Elasticsearch is a free, open source, distributed search engine based on Apache Lucene. Elasticsearch boasts being able to take the overwhelming complexity of Lucene and present it in a simple to use, cross-platform product providing communication through a REST API over HTTP.
Elasticsearch integrates with various solutions to provide in-depth search, analysis and manipulation of data.
As a standalone server Elasticsearch will work well in smaller or development environments. For production environments however for improved stability, scalability and performance a cluster is very much recommended. As demand grows, adding additional servers is simple and straightforward.
Before getting started, note that the resources used in this guide are vastly lower than those recommended by Elastic for running ElasticSearch in production.
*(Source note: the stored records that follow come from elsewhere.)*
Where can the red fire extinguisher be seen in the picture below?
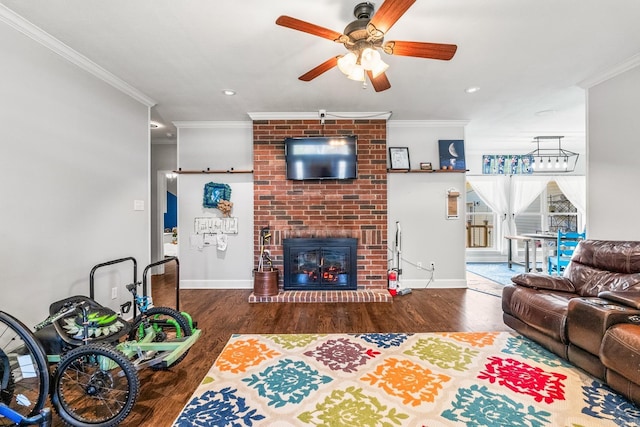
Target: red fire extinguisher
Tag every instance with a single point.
(393, 279)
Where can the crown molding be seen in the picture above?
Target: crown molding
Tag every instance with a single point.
(203, 124)
(20, 24)
(315, 115)
(427, 123)
(623, 67)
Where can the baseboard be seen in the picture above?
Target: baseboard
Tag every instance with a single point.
(439, 284)
(216, 284)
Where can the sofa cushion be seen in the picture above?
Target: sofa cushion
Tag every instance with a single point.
(544, 310)
(604, 265)
(543, 281)
(620, 350)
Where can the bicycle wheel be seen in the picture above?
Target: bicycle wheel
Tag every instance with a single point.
(168, 324)
(24, 376)
(94, 385)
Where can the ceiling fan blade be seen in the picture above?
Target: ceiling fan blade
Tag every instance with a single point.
(421, 50)
(306, 27)
(325, 66)
(387, 15)
(379, 83)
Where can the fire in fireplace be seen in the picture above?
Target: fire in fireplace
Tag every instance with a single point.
(320, 264)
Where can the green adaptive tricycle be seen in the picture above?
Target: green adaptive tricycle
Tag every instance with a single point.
(97, 353)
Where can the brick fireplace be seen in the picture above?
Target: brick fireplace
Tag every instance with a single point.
(324, 208)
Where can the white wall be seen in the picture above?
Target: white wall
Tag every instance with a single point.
(163, 158)
(75, 156)
(418, 202)
(613, 157)
(217, 146)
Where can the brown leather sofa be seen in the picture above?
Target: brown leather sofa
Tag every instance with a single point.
(590, 315)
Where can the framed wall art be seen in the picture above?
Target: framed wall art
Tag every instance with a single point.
(452, 154)
(399, 158)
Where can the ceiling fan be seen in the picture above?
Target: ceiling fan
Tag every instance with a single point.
(363, 38)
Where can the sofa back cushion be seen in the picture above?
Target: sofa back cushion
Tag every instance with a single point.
(604, 265)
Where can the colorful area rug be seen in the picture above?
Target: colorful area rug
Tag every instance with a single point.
(439, 379)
Although CPU is less of a concern for ElasticSearch, memory is very important; on production environments at least 8GB of RAM is recommended, preferably 16GB or even 32GB due to the potential workloads of the ElasticSearch cluster. Similarly, plenty of SSD or 15K drive storage is also recommended.
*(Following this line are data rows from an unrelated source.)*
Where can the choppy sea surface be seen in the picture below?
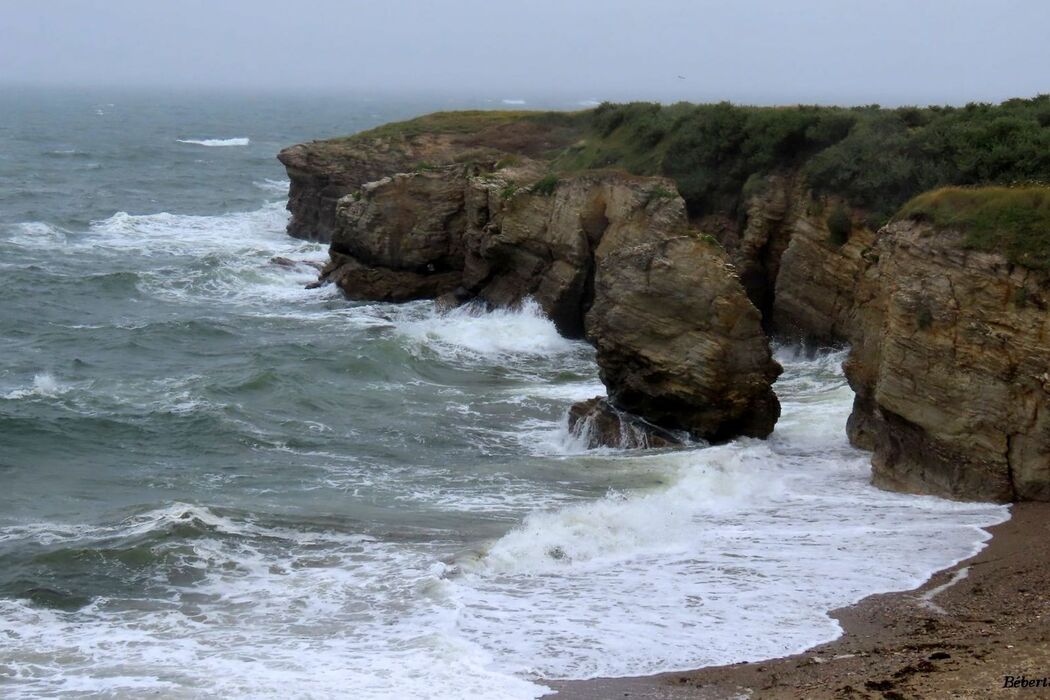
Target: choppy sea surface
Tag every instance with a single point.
(216, 483)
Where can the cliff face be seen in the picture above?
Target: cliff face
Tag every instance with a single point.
(607, 255)
(950, 363)
(321, 172)
(795, 272)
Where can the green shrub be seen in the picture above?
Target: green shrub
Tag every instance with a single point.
(839, 225)
(545, 186)
(662, 193)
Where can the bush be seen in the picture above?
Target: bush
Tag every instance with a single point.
(875, 158)
(1011, 220)
(839, 225)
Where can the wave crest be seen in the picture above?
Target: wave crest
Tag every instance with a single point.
(239, 141)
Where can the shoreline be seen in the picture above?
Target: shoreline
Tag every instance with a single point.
(958, 635)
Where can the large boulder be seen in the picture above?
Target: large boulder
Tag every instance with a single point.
(607, 255)
(950, 366)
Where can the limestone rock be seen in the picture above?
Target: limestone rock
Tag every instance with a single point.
(950, 366)
(678, 342)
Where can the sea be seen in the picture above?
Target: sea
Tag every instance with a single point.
(217, 483)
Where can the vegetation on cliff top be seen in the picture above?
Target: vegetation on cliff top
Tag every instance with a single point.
(1011, 220)
(873, 158)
As the following takes place in a lab environment, the cluster will see nothing near a workload requiring that amount of resource. Before deploying a production cluster however, please read and follow the ElasticSearch minimum hardware guide here.
For this guide, I’ll be using three Ubuntu 16.04 LTS servers in a master-data-data configuration. This type of setup scales well for performance, but it is not resilient to failure. In order to provide redundancy there should be at least two master servers; adding an additional master is documented at 5.4.
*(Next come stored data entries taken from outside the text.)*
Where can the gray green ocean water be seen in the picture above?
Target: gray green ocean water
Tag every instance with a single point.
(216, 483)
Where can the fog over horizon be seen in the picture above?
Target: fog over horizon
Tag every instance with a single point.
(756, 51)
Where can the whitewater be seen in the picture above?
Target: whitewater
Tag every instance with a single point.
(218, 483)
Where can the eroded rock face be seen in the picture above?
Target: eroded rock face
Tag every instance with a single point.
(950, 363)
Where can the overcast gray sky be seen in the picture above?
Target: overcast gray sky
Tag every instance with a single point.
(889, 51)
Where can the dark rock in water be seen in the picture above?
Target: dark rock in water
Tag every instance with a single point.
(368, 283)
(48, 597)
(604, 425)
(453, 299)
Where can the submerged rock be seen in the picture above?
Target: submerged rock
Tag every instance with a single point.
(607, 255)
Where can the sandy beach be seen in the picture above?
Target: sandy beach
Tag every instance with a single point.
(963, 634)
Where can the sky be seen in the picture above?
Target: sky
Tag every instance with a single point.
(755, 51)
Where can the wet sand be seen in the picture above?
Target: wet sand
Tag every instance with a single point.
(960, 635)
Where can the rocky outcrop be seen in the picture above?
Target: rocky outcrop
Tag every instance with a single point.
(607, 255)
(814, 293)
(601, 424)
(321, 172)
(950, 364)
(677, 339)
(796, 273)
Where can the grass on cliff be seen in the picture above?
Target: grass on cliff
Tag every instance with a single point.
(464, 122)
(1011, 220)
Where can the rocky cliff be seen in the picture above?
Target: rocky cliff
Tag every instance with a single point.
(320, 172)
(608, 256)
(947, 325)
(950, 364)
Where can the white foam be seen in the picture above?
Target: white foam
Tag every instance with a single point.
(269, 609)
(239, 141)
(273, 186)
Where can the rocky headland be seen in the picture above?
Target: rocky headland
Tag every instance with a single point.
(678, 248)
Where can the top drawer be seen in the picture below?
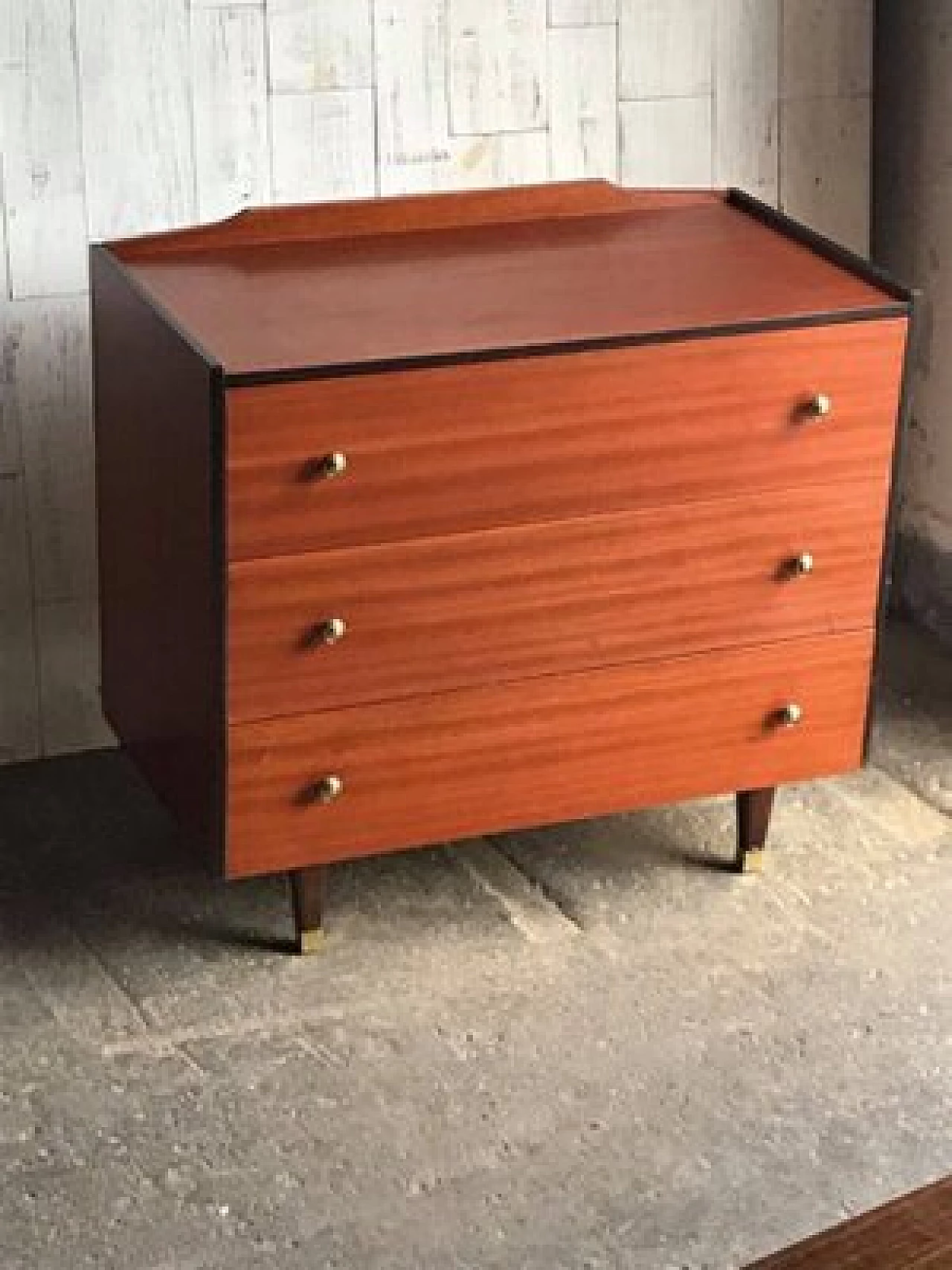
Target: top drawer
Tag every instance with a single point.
(472, 446)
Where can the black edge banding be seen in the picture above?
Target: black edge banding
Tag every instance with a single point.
(889, 542)
(220, 616)
(433, 361)
(831, 251)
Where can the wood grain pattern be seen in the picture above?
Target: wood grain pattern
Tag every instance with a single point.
(159, 565)
(230, 108)
(506, 756)
(497, 66)
(553, 598)
(495, 287)
(910, 1234)
(406, 214)
(135, 104)
(475, 446)
(583, 108)
(39, 136)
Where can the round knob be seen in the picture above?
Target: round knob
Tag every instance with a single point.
(804, 563)
(325, 790)
(820, 405)
(327, 466)
(329, 632)
(791, 714)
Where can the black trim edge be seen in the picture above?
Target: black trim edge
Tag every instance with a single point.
(103, 251)
(433, 361)
(890, 535)
(831, 251)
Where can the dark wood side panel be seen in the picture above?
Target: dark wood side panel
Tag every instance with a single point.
(508, 756)
(467, 447)
(438, 614)
(363, 217)
(158, 426)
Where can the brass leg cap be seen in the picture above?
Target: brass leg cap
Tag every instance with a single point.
(752, 860)
(310, 941)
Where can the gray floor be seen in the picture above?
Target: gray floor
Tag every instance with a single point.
(582, 1047)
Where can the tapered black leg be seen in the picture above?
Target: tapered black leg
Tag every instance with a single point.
(754, 809)
(307, 901)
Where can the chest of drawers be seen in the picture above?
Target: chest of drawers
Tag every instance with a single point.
(440, 516)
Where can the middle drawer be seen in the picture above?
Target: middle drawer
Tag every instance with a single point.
(370, 623)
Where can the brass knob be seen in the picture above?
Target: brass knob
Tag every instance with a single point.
(329, 632)
(791, 714)
(804, 563)
(325, 790)
(820, 405)
(327, 466)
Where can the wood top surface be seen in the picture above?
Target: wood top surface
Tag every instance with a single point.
(404, 280)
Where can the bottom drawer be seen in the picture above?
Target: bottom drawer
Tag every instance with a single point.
(530, 752)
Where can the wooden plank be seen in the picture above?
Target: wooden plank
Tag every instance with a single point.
(323, 145)
(70, 705)
(747, 120)
(506, 756)
(666, 143)
(4, 251)
(497, 443)
(826, 48)
(230, 104)
(497, 66)
(666, 48)
(52, 390)
(19, 702)
(506, 287)
(136, 115)
(826, 167)
(582, 13)
(416, 150)
(10, 339)
(913, 1232)
(583, 102)
(319, 45)
(46, 219)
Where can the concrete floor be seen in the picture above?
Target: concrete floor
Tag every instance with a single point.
(573, 1048)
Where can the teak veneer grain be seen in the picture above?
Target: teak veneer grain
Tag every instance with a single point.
(441, 451)
(913, 1232)
(440, 614)
(562, 747)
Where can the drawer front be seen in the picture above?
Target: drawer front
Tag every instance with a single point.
(370, 623)
(484, 760)
(472, 446)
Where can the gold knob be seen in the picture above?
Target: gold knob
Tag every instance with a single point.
(820, 405)
(329, 632)
(325, 468)
(804, 563)
(325, 790)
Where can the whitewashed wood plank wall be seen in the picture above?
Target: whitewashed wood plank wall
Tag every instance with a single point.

The guide will equally work for 14.04 LTS and it doesn’t matter whether you use physical servers, VMs or containers, as long as they each have a dedicated IP address and can communicate on a private (v)LAN.
Hosted setup is demonstrated on ElasticHosts as they kindly provide me with a hosted environment with which to do guides on public infrastructure. If you have servers setup already with dedicated IPs and a private network, skip this step. Alternatively if you’d like to use LXD, skip to 3.4. below.
From the ElasticHosts admin console, create three new containers: ElasticSearch-N1, ElasticSearch-N2 and ElasticSearch-N3. To do so, click Add then Server under Linux Containers.
Next, create 3 static IP addresses to avoid DNS issues should the containers get rebooted and acquire different IP addresses from the DHCP pool. From Add select Static IP. Do this 3 times to get 3 addresses.
Static IP addresses are listed at the bottom of the admin console.
To allow the containers to easily communicate internally we can also create a private VLAN by clicking Add and selecting Private VLAN.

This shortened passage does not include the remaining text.